For the whipped topping:

  • 1 pint Heavy Cream , for Whipping
  • 3 Tablespoons Sugar (I used powdered sugar.)
  • 1/2 teaspoon vanilla
  • ground cinnamon , for topping

PREPARATION INSTRUCTIONS:

  • Preheat oven to 350 degrees F. Lightly spray a 9×13” pan with non-stick cooking spray.

  • In a medium bowl combine flour, baking powder, and salt in a large bowl. Separate the eggs into two separate bowls.

  • Add 3/4 cup sugar to the bowl with the egg yolks and mix on high speed until yolks are pale yellow. Add the 1/3 cup milk and vanilla and stir to combine.

  • Pour the egg yolk mixture over the flour mixture and stir gently just until combined (don’t over-mix).

  • Use electric beaters to beat the egg whites on high speed.

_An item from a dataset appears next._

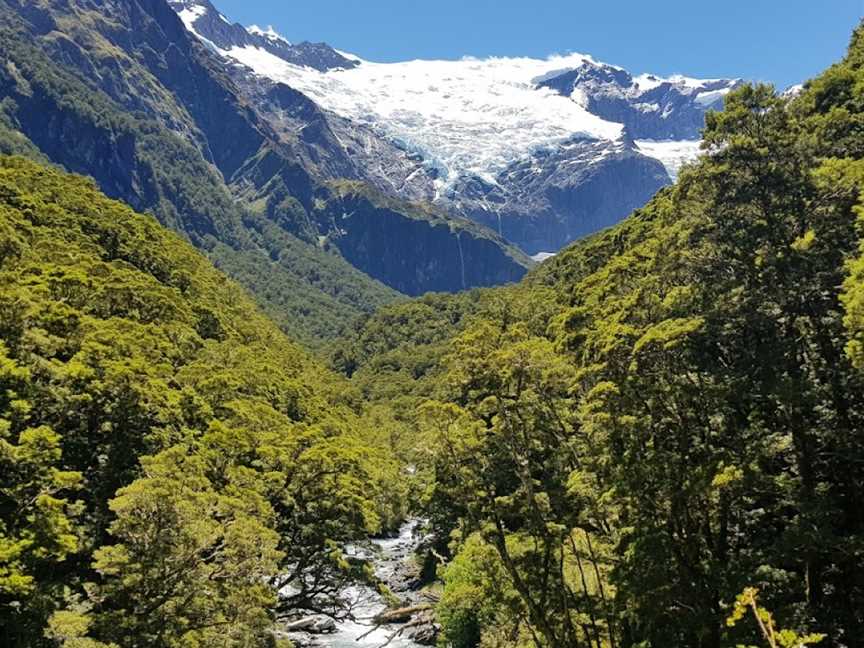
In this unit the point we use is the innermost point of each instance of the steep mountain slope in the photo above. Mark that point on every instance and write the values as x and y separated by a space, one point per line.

Gradually add the remaining 1/4 cup of sugar as you mix and continue beating until stiff peaks.

  • Fold egg whites into the batter gently, just until combined. Pour batter into prepared pan. Make sure to smooth it into an even layer so your baked cake doesn’t have divots in it.

  • Bake for 35 to 40 minutes, or until a toothpick inserted in the center of the cake comes out clean. Remove from the oven and allow cake to cool completely.

  • Combine the evaporated milk, sweetened condensed milk, and whole milk in a small bowl. Once the cake has cooled use a fork to poke holes all over the top of the cake.

  • Slowly pour the milk mixture over the the top of the cake, making sure to pour near the edges and all around.

  • Refrigerate the cake for at least 1 hour or overnight, to allow it to soak up the milk.

  • In the meantime, whip the heavy cream, sugar and vanilla until stiff peaks. Smooth over the top of the cake. Sprinkle cinnamon on top. Serve with fresh sliced strawberries, (I used raspberries.) if desired. Enjoy!